Frame by frame, that Friday night was shot and exposed and thrown away, carried by the river, by time, canned up only in memory, but in itself, scene by scene, perfect.
I thought, 'This is all I have, all I can be sure of. The rest is gone. The rest may not follow.'
There was a woman near me, eating an ice cream with the intensity of a sacrament. The look on her face, her concentration, belonged to the altar.
A man knelt down and fastened his Scottie dog into a little tartan coat. Feet passed round him. His fingers fumbled with the buckles.
A child, holding its mother's hand, was crying over a punctured Mickey Mouse balloon and then, the limping, failing helium ears and deflating black nose lurched over the railing and slipped down flat on the water.

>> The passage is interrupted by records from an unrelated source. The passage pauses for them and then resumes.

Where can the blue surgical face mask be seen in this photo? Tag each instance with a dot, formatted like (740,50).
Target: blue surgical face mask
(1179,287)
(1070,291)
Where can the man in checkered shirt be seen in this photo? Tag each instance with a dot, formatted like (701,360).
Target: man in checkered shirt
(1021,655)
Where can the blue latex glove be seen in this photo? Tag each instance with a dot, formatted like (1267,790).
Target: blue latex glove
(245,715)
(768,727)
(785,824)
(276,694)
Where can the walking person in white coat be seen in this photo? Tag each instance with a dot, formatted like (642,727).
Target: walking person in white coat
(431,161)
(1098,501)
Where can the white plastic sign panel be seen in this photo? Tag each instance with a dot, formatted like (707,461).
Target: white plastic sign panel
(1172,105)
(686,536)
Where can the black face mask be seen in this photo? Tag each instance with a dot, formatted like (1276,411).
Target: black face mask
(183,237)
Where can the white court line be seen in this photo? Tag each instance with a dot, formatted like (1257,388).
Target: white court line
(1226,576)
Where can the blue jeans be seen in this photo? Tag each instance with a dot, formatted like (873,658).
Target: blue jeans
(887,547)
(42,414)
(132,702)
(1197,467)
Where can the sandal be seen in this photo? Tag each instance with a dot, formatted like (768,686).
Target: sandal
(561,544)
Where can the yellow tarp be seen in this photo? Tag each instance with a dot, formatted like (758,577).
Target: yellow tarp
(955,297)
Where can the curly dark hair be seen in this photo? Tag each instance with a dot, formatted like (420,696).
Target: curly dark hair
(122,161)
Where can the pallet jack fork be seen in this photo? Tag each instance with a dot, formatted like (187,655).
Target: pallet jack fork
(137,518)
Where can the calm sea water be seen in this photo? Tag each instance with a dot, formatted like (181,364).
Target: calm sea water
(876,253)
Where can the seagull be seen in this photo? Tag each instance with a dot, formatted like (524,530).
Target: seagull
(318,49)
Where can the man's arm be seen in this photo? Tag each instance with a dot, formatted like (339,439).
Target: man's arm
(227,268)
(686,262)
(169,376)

Away it went - mouse, dog, ice cream, now. Already we were in another now, and the pink of the sky had faded.
'Where's the restaurant?' you said.
'I don't know. I thought you knew.'
'No - I thought you knew.'
'Well, what was the name?'
'Ali's. A Turkish place.'
'Are you sure?'
'We can call the hotel. The concierge will know.'
'We're going to be late.'
'There's plenty of time.'
She smiled and rested her arm around my shoulders. I tried to look natural.
'Are you usually so friendly with strangers?'
'Any particular reason?'
'A stranger is a safe place. You can tell a stranger anything.'
'Suppose I put it in my book?'
'You write fiction.'
'So you won't lash me to the facts.'
'But I might tell the truth.'
'Facts never tell the truth. Even the simplest facts are misleading.'
'Like the times of the trains.'
'And how many lovers you've had.'
I looked at her curiously. Where was this leading?
'How many have you had?'
'9.48,' she said, sounding like a platform announcement.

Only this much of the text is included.